Removing Invasive Phragmites

Improves Presque Isle Habitat

Removing phragmites and other invasive plants has allowed native plant communities to recover, restoring healthy habitat and enhancing opportunities for outdoor recreation.


Western Pennsylvania’s Presque Isle is an arching spit of land that juts out into Lake Erie. The beaches, dunes, and emergent wetlands that make up Presque Isle provide a rich habitat for native plants and wildlife. The 3,200 acre park supports the largest concentration of rare plants in Pennsylvania, including twig rush and whorled water milfoil, and provides crucial habitat for endangered birds such as piping plover and least bittern. Unfortunately, its location also makes Presque Isle susceptible to invasive plants such as the non-native water reed phragmites. Over the past several decades, the entire peninsula has been overtaken by invasive plants that push out native plants and severely degrade wildlife habitat. Thanks to a grant from the Great Lakes Restoration Initiative, Ducks Unlimited and several partners have been working to remove these invasive plants and plant native species. Workers combined hand-pulling and herbicide application to eradicate phragmites and other invasives from over 400 acres of wetland habitat. Native plants were transplanted to the treated wetlands to restore the habitat. Ducks Unlimited and its partners finished these efforts in 2018, and are currently monitoring the recovery of native plant and animal populations in the park. Going forward, they hope to expand on this project, and have already successfully applied for a grant that will enable them to treat an additional 800 acres of Presque Isle beginning in 2019.

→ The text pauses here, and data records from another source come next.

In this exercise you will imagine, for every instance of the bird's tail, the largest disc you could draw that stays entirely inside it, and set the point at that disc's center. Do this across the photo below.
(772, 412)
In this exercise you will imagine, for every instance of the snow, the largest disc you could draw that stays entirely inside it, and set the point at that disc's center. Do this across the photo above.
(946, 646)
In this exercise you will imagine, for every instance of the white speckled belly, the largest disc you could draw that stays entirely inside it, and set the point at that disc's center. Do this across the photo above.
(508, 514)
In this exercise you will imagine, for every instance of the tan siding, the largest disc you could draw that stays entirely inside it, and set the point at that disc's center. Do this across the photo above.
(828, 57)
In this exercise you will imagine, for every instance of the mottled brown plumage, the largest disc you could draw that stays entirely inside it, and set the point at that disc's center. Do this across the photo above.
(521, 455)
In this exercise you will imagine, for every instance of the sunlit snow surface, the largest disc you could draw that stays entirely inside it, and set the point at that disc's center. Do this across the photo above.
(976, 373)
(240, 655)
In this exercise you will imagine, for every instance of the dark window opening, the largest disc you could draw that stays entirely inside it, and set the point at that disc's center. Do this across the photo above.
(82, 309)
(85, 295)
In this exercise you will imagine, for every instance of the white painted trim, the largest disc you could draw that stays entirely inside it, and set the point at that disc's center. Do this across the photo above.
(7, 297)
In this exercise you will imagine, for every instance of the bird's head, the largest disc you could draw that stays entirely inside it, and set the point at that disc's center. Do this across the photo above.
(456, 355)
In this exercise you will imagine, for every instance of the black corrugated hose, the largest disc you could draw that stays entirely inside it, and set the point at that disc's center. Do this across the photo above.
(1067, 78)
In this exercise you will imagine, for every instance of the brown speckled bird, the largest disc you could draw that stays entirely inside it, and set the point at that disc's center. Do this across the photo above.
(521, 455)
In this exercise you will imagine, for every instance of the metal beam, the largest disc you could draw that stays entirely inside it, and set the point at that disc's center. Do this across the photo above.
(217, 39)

Resource Challenges Addressed

  • Lack of native habitat
  • Invasive species
  • Limited outdoor recreation access


Wetland area with plants partially submerged under water

The wetland areas in Presque Isle after invasive Phragmites were removed. The newly opened habitat has allowed native plants and wildlife to return. Credit: Ducks Unlimited.

Results and Accomplishments

This project has successfully removed phragmites and other invasive plants from over 442 acres of wetland habitat, exceeding the project’s original goal of 400 acres. Removing invasives and restoring native plant communities improves land and aquatic habitat, as well as water quality. There has been anecdotal evidence that amphibian, reptile, and bird populations are recovering. Nesting pairs of piping plovers have been spotted in the park for the first time in 50 years. Improving fish and wildlife habitat has also enhanced opportunities for bird and wildlife viewing, fishing, and hunting. This increased tourism and outdoor recreation benefits the local economy.